Pazarlama Sanatı

17.12.2021

Pazarlamayı uygulamak için onun ne olduğunu bilmek gerekir. Pazarlama tek bir cümle ile anlatılamaz. Jack Trout’ un kitaplarında belirttiği gibi ‘Pazarlama zihinsel bir oyundur.’ Eğer pazarlamayı zihinsel bir oyun olarak kabul eder isek oyunu kurallarına göre oynamak gerekir. Kuralına göre oynanmayan oyunlar ya kaybedilir ya da sizi hilekarlığa mahkum eder.
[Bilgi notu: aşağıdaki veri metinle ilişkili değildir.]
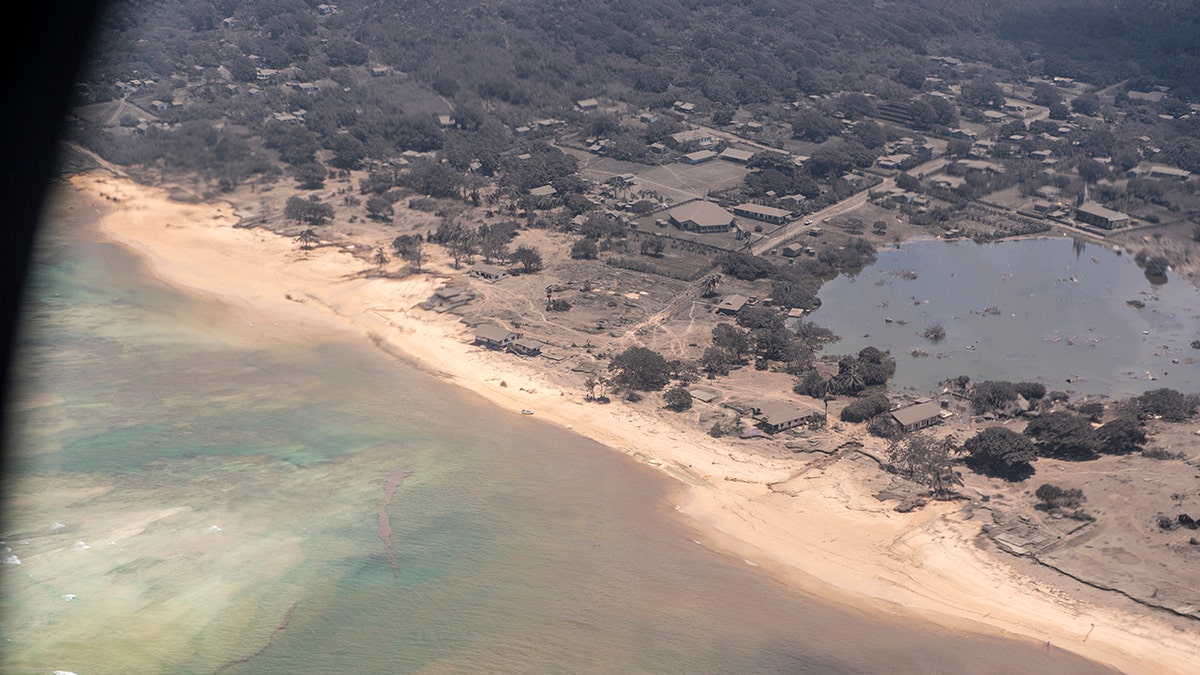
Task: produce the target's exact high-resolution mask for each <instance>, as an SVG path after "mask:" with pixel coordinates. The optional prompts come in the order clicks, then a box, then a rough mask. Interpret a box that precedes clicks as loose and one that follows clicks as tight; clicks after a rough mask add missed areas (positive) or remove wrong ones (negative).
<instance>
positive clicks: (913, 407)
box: [892, 401, 942, 431]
Pazarlama dediğimiz kavram, şirketin herhangi bir ürünü ya da hizmeti üretmesinden veya ürettiği ürünü ya da hizmeti pazara sokmasından daha önce gelir. Pazarlamanın üretimden veya sunulacak hizmetten daha önce yapılmasındaki amaç ise marketi yoklamak, marketin ihtiyacına uygun pazarlama yapmaktır. Çünkü pazarlama, marketin ihtiyacı olan şeyi yaratmak demektir. Market=müşteri; yani pazarlama kesinlikle müşteri odaklı olmalıdır. Çünkü ürünü veya hizmeti satın alacak olan müşterilerdir. Demek ki pazarlama için müşterinin gereksinimlerini belirleme sanatı diyebiliriz.

Pazarlama stabil bir kavram değildir, yıllar geçtikçe teknoloji ve ekonomik faktörlere dayanarak değişkenlik gösterecektir. Günümüz teknolojileri nasıl hızla değişiyorsa, pazarlamanın şekli ve yöntemi de zamanla farklı bir hal alacaktır. Mesela, bir şirket ürün üretti ve bunu markete sokmak istiyor. Tahmin edersiniz ki her şirketin kendine has pazarlama stratejileri vardır; ama gidişat hep aynıdır; Ürün zihinlerden, fabrikaya, dağıtıcılara, toptancılara, perakendecilere ve oradan da nihai kullanıcılara ulaşır. Aslında ulaşırdı desek daha doğru olur; çünkü denildiği gibi pazarlama sürekli değişiyor ve günümüzde ürünü markete sokmak için eski yöntemlerden daha çok web siteleri, gazete, dergi, televizyon, e-posta gibi iletişim yöntemleri kullanılıyor. Ürün yine bir fabrikalarda üretiliyor; ama nihai kullanıcı onu satın almadan önce reklamlarda ya da internet ortamı sayesinde, raflardan önce ürün hakkında bilgi sahibi olabiliyor.

Bir marka için ilk olmak her zaman önemlidir. Tüketicinin zihninde ilk olarak konumlanan bir marka, her daim akılda kalıcılığı sağlayabilir. Bilindik en iyi örneklerden biri ‘Selpak’ markasıdır. Selpak, bir kağıt mendil markasıdır. Tüketicilerin zihninde marka, ürünün tanımından daha önce geldiği için çoğu insan kağıt mendile ‘Selpak’ der. Bu da bizi oyunumuzda bir üst seviye olan liderlik bölümüne taşıyor. İsminden dolayı akıllarda kalması oldukça zor olan bilgisayar markaları sayabiliriz; fakat Apple denildiği zaman herkesin zihninde beliren kavram bellidir. Bir markanın iletişiminin hızlı ve açık olması, onun zihinlerde konumlanmasını kolaylaştırabilir. Eskiden yapılan reklamların uzunluğu ve karmaşıklığı ile şimdikileri karşılaştırırsak aradaki farkı görmemek imkansızdır.

Aynı ürünü üretmek demek sizin farklı bir kategori oluşturamayacağınız anlamına gelmez. Birçok otomobil üreticisi markası var ve hepsi kendi kategorilerini oluşturmuş durumdadır. ‘Mercedes’ denilince akla ilk mühendislik gelir, ‘Volvo’ denilince emniyet, ‘BMW’ de ise performans. Markaların kategori oluşturmaları onların ayırt edici özelliklerini ortaya çıkarır. Ve akılda kalıcılığını ciddi anlamda arttırır.

Günümüzde, pazarlamanın önünde basitlik kavramı yatıyor gibi gözüküyor. Markamızı ne kadar sade ve net anlatırsak, zihinlerde kalıcılığı sağlamak bir o kadar rahat olabilir. Bu kuralları uygularken de tek olmayı unutmamalıyız.

Tüm sektöre ve okurlarımıza sağlıklı, mutlu ve umutlarla dolu bir yeni yıl dilerim. Maddi, manevi geçirdiğimiz bu zor sürecin yeni yılda son bulmasını diliyorum.